Napisałeś wszystko, co czułam oglądając to "coś". Śmiałam się naprawdę w głos od mniej więcej 3 minuty filmu. Val Kilmer mnie dobił już zupełnie, choć tam wszyscy się miotali jak dzicy. Mam nadzieję, że chociaż ekipa dobrze się bawiła...

marla666

Dobry film do obejrzenia dla beki. Pierwsze sceny już dają powód do śmiechu.

Początek filmu:
-----------------------------------------------------------------

W odwiedziny wpada wujek, ulubieniec rodziny. Przepytuje młodego chłopaka z historii Norwegii w obecności matki i po każdej niepoprawnej odpowiedzi matka dostaje liścia. Później wujek **** mamę, która najwyraźniej lubi takie zabawy bo dopiero po numerku grozi mu że powie wszystkim, że to jego syn. Wtedy wujek (policjant) ze strachu ucieka do samochodu i odjeżdża (what?), chłopak biegnie za nim i pada na kolana, jakby chciał powiedzieć (Nie! Zostań jeszcze z nami i zmuś moją matkę do seksu albo chociaż strzel jej z liścia! Proszę!), później wsiadają do swojego szwedzkiego Ferrari i gonią wujka (muszą go naprawdę lubić), po chwili matka jest znudzona pościgiem, stwierdza "f*ck it" i puszcza kierownicę. Lądują na środku zamarzniętego jeziora i OCZYWIŚCIE jak to zawsze w Norwegii lód jest cienki więc samochód zaczyna się zapadać ale OCZYWIŚCIE chłopakowi udaje się wysiąść, mamie już się tak nie spieszy.

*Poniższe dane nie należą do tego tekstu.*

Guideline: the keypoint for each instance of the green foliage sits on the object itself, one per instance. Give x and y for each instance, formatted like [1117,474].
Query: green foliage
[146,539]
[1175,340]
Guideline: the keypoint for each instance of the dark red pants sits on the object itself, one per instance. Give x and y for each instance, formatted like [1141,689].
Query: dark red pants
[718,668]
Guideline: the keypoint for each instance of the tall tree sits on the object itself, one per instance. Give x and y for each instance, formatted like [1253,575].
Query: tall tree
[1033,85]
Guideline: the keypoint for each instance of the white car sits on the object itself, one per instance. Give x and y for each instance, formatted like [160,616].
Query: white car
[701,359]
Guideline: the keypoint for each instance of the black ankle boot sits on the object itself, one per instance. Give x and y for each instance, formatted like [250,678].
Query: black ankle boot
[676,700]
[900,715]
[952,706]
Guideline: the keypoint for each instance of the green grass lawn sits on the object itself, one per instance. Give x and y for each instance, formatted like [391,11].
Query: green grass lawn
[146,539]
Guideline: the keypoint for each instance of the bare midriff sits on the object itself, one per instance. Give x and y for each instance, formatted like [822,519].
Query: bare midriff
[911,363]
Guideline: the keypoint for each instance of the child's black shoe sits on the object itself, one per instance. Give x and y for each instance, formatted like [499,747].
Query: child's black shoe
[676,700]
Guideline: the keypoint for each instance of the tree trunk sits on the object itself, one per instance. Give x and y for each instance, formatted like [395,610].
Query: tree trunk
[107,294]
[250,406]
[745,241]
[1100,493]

Samochód powoli zanurza się w wodzie a mamunia ze 100% poker face'em patrzy przez szybę w oczy syna i sobie powoli tonie. Mogłaby chociaż mrugnąć.

Chwilę później (sporo lat później) główny bohater budzi się w chatce na placu zabaw w środku zimy, gdzie kilka godzin snu na takim mrozie na pewno by go zabiło ale przecież jest alkoholikiem, więc jego to nie dotyczy.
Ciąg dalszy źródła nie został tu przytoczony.